2.6.0b2 upgrade VERY slow

Just a FYI for people-- don’t try this upgrade during prime time.

The 2.6.0b2 upgrade has been running on our server for well over 40 minutes when normally it takes just a couple of minutes, usually over before you check back. I was concerned it was broken, but logging into postgres I can see a huge update running, looks like it’s changing the post search data for private messages.

Hopefully it isn’t broken. I guess I’ll find out. Really don’t want to kill it or restart the container mid-upgrade.

Query running:

postgres=# SELECT pid, age(clock_timestamp(), query_start), usename, query 
FROM pg_stat_activity 
WHERE query != '<IDLE>' AND query NOT ILIKE '%pg_stat_activity%' 
ORDER BY query_start desc;
  pid  |       age       |  usename  |                                            query                          
                   
-------+-----------------+-----------+---------------------------------------------------------------------------
-------------------
   698 |                 |           | 
   701 |                 | postgres  | 
   699 |                 |           | 
   697 |                 |           | 
   696 |                 |           | 
 14572 | 00:10:31.484201 | discourse | UPDATE post_search_data                                                   
                  +
       |                 |           | SET private_message = X.private_message                                   
                  +
       |                 |           | FROM                                                                      
                  +
       |                 |           | (                                                                         
                  +
       |                 |           |   SELECT post_id,                                                         
                  +
       |                 |           |     CASE WHEN t.archetype = 'private_message' THEN TRUE ELSE FALSE END pri
vate_message      +
       |                 |           |   FROM posts p                                                            
                  +
       |                 |           |   JOIN post_search_data pd ON pd.post_id = p.id                           
                  +
       |                 |           |   JOIN topics t ON t.id = p.topic_id                                      
                  +
       |                 |           |   WHERE pd.private_message IS NULL OR                                     
                  +
       |                 |           |     pd.private_message <> CASE WHEN t.archetype = 'private_message' THEN T
RUE ELSE FALSE END+
       |                 |           |   LIMIT 3000000                                                           
                  +
       |                 |           | ) X                                                                       
                  +
       |                 |           | WHERE X.post_id = post_search_data.post_id                                
                  +
       |                 |           | 
 14573 | 00:47:02.814489 | discourse | SELECT pg_try_advisory_lock(2859260972035668690)
(7 rows)
8 Likes

The upgrade just finished successfully as my panic started to hit its peak.

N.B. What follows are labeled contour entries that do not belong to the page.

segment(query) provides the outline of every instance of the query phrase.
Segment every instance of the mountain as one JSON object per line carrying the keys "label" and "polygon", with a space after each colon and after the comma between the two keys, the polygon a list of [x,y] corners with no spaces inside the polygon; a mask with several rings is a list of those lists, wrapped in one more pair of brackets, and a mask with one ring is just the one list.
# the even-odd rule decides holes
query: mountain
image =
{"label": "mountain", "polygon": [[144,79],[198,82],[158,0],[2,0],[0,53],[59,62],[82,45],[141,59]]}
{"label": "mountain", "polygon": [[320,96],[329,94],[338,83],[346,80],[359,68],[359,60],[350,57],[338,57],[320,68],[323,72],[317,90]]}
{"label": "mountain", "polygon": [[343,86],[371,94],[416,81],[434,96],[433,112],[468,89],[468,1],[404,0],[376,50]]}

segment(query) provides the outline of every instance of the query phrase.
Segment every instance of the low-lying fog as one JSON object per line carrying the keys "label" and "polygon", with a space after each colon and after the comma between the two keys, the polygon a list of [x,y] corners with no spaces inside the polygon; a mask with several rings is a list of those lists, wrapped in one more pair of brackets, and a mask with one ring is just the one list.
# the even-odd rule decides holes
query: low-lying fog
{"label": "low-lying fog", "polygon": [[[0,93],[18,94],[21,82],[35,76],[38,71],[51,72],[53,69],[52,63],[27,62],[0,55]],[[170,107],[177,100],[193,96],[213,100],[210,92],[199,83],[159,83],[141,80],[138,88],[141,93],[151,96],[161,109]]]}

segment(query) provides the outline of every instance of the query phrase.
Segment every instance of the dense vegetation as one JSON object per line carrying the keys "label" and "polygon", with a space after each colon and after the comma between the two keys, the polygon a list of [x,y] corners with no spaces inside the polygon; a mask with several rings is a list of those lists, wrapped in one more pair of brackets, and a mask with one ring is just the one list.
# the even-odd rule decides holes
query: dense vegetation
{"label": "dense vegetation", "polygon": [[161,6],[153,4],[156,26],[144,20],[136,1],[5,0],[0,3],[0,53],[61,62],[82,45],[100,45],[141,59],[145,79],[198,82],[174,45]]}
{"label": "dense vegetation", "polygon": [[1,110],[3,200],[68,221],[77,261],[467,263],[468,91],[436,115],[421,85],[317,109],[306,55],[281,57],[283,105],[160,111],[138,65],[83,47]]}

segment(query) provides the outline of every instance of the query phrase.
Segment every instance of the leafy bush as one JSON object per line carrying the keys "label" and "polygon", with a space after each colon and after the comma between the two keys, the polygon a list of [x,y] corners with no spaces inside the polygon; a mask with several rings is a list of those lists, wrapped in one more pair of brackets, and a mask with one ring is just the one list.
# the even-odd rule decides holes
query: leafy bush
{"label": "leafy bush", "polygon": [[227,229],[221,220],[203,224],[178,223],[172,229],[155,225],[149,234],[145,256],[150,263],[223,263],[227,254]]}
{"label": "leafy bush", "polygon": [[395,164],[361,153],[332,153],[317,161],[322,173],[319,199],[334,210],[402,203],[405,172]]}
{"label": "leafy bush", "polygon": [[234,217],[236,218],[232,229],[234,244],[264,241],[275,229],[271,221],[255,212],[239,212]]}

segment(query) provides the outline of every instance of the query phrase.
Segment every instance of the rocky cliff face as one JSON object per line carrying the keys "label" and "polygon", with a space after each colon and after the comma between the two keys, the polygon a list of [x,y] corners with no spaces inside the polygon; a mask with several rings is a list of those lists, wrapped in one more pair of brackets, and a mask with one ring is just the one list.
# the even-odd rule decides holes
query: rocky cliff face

Good times, good times.

4 Likes

The upgrade was quite slow for me on fast colocated hardware as well. Not entirely sure why, but definitely something to be aware of.

4 Likes

Yep, I suggest putting a note in the changelog warning people this one will probably take much longer than most updates, and not to kill it or do anything drastic because that’s expected.

2 Likes

@Wingtip Can I check the number of posts that you have on your forum? Unfortunately, this is going to be slow on sites with a large number of posts.

4 Likes

Yes, we have over 5 million.

1 Like

My local site didn’t have that many posts and it was still quite slow. Not 40 minutes slow but noticeably slower than previous upgrades by 3x-4x maybe?

2 Likes

FWIW:

Just rebuilt and now running 2.6.0.beta2 ( 2aa1482421 )

The build process was not noticeably slower on our server.

2 Likes

Thanks @Wingtip , I thought it was just happening with us!

Actually, I had to cancel the rebuild and restart the app because I thought it had got stuck on that query you mention. We have 6 million posts and after about 45 minutes was still not completed, so I guess I’ll have to be prepared for at least one hour of rebuild and warn our users before it.

3 Likes

A note on the extended Docker Manager and/or rebuild via SSH time has been added to the release notes.

4 Likes

Just pulled out a stop watch and tested a rebuild (site with around 1M posts only) from 2.6.0b1 to b2; and from start to finish, it took 170 seconds.

Screen Shot 2020-08-21 at 6.34.31 PM

This is my second rebuild today, going from b1 to b2 and it seems very fine with no noticeable difference in build speed.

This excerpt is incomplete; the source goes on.